- Occupation: Game designer

= Greg Gorden =

American game designer

Greg Gorden is an American game designer who has worked primarily on role-playing games.

==Career==
Greg Gorden has worked for several gaming companies:
- For Victory Games he participated, during the early 1980s, in the design of the James Bond 007 role-playing game (1983).
- For Mayfair Games he was in 1985 the main designer on the DC Heroes role-playing game.
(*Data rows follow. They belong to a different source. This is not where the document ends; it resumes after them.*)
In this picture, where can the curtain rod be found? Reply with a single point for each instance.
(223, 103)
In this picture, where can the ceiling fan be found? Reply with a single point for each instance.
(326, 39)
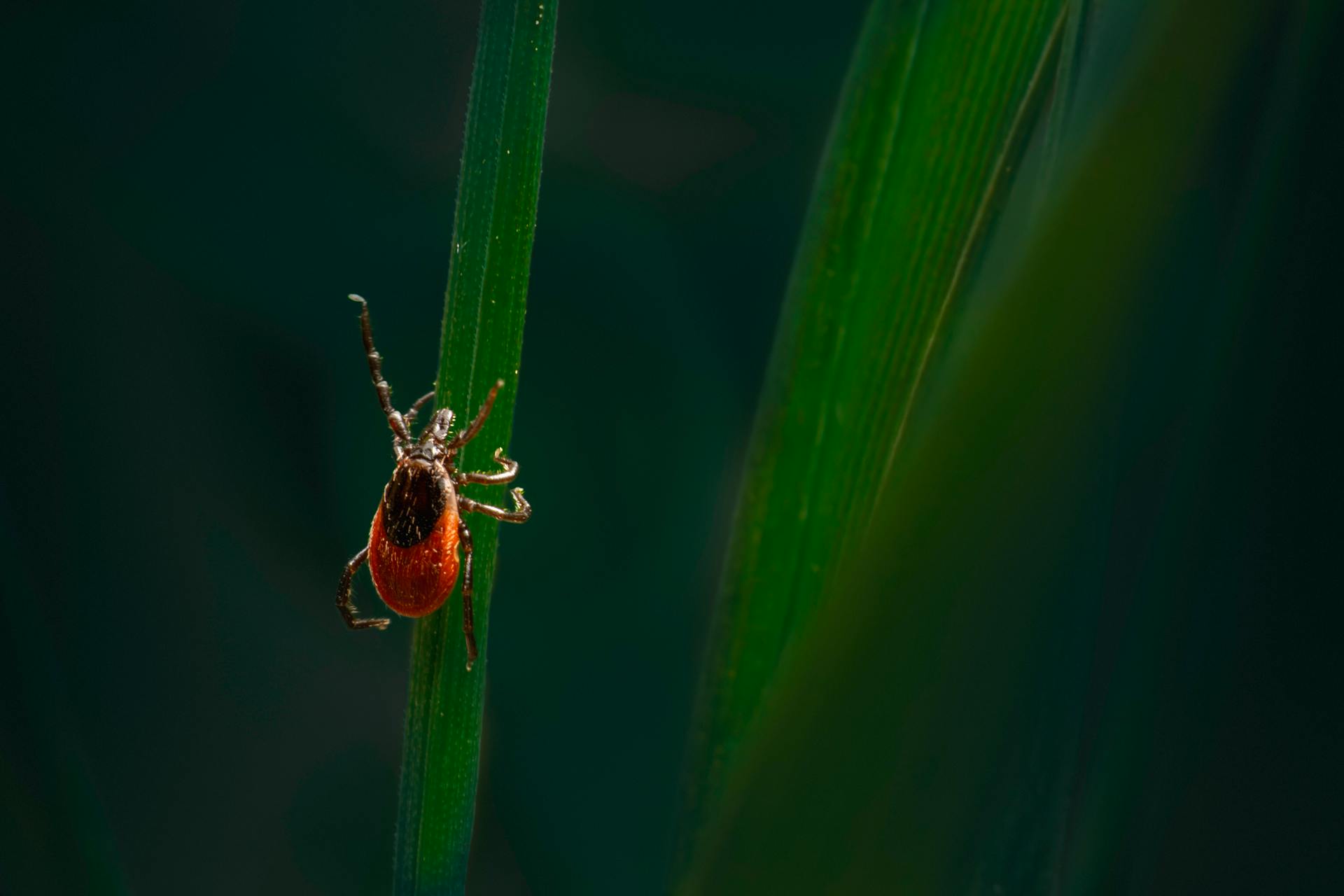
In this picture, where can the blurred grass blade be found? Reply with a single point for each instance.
(482, 342)
(932, 120)
(924, 736)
Also for Mayfair Games, partnering with White Wolf, he designed D.O.A., but the game was not published.
- For West End Games Gorden brought help to Greg Costikyan and the WEG team in the design of all the editions of Star Wars: The Roleplaying Game (1987, 1992 and 1996). For the same game, in the supplements' list, he was the main author of The Star Wars Rules Companion (1989) and the Imperial Sourcebook (First Edition: 1989, Second Edition: 1994). Also for West End Games, and with help from Douglas Kaufman and Bill Slavicsek, Gorden designed Torg (1990).
- For FASA, Gorden designed the rules of the role-playing game Earthdawn (1993).
- For the Pinnacle Entertainment Group, Shane Lacy Hensley (founder of the company) wrote a draft for his Deadlands game and flew his friends Gorden and Matt Forbeck to Virginia; Gorden and Forbeck liked the draft and asked if they could buy into Hensley's company, although Gorden left because of personal reasons.
- Gorden's Dungeons & Dragons work (edited by different companies, from TSR to Wizards of the Coast) includes Castle Greyhawk (1988), Elder Evils (2007), Dungeon Master's Guide 2 (2009), and Monster Manual 2 (2009).